During an April 2018 City Council meeting, former Ald. Judy Fiske (1st) argued the law prevents student housing from taking over neighborhoods, disrupting and driving out permanent residents.

“No one is trying to keep students from having good, clean, safe affordable housing,” Fiske said. “It’s just, how do we do that and protect the residential neighborhoods and make permanent residents feel comfortable? It’s a balancing (act).”

How does the law affect students living off-campus?

Most rental properties in Evanston are compliant, so off-campus students often can’t live with more than two roommates in their apartments or houses. That limits the number of ways roommates can split rent, increasing the share each one must take on to pay for housing in Evanston’s already expensive market — or incentivizing students to keep their names off leases and rent or sublet under the table, opening themselves up to financial liability or eviction.

Some rental properties in Evanston have found ways around the law, but, for most of its existence, it has gone relatively unenforced. In 2011 and 2012, however, the city recommitted to enforce it en masse, placing numerous students in danger of eviction. After months of student outcry and tense relations between the city and the University, the issue died down, and no “Brothel Law”-related evictions occured. The city has not attempted widespread enforcement since.

How does the law affect Evanston residents?

Housing advocates argue the “Brothel Law” prevents the expansion of affordable housing in Evanston, and also fails to achieve its stated goal of managing and limiting the proliferation of student housing.
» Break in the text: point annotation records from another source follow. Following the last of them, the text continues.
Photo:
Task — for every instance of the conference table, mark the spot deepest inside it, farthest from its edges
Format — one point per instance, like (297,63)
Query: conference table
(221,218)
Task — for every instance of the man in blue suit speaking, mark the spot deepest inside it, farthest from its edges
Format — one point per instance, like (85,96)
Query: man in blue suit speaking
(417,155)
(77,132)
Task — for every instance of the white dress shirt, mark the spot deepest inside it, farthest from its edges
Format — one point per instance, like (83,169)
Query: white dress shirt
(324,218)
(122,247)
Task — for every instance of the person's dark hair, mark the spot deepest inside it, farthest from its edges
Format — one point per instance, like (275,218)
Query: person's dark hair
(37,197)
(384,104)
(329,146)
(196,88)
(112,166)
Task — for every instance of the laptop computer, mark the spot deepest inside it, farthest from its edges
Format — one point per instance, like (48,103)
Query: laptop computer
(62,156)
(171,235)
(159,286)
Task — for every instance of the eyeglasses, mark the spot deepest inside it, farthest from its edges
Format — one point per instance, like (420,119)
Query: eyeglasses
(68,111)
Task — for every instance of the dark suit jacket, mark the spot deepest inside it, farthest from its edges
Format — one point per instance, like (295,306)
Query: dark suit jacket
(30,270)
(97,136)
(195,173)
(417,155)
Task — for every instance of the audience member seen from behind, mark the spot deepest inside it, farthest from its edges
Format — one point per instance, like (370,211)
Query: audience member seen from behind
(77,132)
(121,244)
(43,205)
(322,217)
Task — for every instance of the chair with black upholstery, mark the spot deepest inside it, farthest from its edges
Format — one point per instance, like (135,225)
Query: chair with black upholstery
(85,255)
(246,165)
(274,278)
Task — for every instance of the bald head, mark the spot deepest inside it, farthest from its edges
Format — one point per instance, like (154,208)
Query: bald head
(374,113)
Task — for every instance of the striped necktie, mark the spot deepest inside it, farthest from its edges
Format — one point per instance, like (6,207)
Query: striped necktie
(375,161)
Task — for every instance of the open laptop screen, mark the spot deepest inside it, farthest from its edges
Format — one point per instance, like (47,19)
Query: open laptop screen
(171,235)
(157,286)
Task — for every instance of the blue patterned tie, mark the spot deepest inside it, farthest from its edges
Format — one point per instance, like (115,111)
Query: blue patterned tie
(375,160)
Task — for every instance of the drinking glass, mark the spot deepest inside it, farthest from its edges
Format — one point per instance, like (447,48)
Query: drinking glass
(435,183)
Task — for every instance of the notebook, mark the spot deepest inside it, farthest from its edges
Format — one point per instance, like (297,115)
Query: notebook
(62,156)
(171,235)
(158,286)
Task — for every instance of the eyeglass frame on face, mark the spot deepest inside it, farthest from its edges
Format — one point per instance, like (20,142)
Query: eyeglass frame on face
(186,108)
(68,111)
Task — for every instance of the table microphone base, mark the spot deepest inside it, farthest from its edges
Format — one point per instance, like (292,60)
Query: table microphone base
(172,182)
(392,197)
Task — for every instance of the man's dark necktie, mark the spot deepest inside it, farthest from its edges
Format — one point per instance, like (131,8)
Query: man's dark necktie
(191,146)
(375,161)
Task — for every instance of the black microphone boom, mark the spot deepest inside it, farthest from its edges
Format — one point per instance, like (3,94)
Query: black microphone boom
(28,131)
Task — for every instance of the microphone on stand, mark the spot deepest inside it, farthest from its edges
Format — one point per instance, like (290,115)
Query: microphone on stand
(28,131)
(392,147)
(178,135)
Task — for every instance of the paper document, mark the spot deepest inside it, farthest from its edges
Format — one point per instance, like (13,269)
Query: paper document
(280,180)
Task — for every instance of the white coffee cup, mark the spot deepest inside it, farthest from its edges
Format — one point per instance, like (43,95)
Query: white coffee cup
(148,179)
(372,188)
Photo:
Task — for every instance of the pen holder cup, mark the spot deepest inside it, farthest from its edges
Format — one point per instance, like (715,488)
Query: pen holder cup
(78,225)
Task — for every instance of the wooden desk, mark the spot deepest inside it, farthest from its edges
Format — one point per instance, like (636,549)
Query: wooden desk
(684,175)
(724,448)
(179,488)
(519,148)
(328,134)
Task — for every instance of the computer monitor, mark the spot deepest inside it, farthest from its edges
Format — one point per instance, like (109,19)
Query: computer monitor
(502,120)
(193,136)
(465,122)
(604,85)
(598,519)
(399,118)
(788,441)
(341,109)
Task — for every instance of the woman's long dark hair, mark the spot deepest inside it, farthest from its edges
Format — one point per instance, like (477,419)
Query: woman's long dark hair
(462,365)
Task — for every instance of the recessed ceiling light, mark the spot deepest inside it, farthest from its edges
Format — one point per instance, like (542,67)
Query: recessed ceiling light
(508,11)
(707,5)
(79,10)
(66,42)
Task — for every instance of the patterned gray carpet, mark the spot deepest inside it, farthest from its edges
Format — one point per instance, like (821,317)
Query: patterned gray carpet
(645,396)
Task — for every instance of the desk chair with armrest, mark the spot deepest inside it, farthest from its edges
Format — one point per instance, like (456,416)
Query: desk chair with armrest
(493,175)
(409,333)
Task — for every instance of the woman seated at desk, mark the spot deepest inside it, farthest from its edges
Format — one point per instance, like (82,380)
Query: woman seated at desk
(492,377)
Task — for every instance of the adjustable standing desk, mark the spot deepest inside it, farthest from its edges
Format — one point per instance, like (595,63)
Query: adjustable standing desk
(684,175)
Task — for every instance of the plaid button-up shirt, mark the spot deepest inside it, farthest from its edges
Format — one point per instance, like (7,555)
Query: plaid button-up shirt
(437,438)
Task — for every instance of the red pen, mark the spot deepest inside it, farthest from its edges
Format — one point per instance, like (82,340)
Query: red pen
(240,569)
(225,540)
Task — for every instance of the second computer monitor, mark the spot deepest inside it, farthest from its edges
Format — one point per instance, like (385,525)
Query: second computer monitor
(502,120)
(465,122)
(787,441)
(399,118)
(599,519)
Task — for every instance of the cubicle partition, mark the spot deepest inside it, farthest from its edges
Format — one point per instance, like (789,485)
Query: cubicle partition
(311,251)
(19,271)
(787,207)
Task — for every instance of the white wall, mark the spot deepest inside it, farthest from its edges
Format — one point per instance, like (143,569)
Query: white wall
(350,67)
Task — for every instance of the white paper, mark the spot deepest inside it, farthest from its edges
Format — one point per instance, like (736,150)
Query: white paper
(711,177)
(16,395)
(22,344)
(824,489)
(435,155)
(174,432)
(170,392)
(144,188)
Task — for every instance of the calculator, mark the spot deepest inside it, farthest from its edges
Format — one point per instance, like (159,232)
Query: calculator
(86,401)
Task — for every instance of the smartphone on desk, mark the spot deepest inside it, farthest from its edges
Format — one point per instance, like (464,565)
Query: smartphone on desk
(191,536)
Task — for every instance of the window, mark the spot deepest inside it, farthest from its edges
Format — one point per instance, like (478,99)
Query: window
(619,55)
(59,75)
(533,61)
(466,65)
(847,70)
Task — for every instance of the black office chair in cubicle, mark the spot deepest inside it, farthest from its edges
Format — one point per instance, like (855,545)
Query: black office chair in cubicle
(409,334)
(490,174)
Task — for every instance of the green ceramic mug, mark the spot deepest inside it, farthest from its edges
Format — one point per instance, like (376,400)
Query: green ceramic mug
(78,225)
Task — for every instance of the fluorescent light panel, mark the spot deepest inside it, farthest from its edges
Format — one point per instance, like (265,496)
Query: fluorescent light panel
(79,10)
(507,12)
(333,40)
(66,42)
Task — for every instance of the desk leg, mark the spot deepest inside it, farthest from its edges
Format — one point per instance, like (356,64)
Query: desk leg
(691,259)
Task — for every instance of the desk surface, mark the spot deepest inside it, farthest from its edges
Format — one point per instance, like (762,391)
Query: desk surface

During discussions last spring, community organization Joining Forces for Affordable Housing demanded the council repeal the law, arguing it discriminates against residents who wish to live outside nuclear family structures.

“The insistence that we preserve our neighborhoods for ‘regular’ and ‘normal’ families is reminiscent of the racist propaganda that was used in the 1950s to promote single-family home ownership and the American Dream for the white middle class,” the statement reads.

Have city officials attempted to change the law?

They’ve certainly attempted.

The law is a recurring topic of conversation for City Council, which considered proposals to reform or repeal it in 2011, 2013, 2018 and most recently in spring 2021. Sue Loellbach, manager of Advocacy for Connections for the Homeless, wrote an op-ed for Evanston Now last April asking the council to repeal the law to allow for easier access to affordable housing.

“Sharing housing has always been a survival strategy for people who cannot afford housing on their own,” Loellbach wrote. “The three-unrelated rule prohibits this strategy, even criminalizes it.”

A proposal for repeal or reform has never reached a full City Council vote. Until that happens, Evanston’s “Brothel Law” will remain on the books, rarely enforced but easily felt throughout NU and Evanston communities.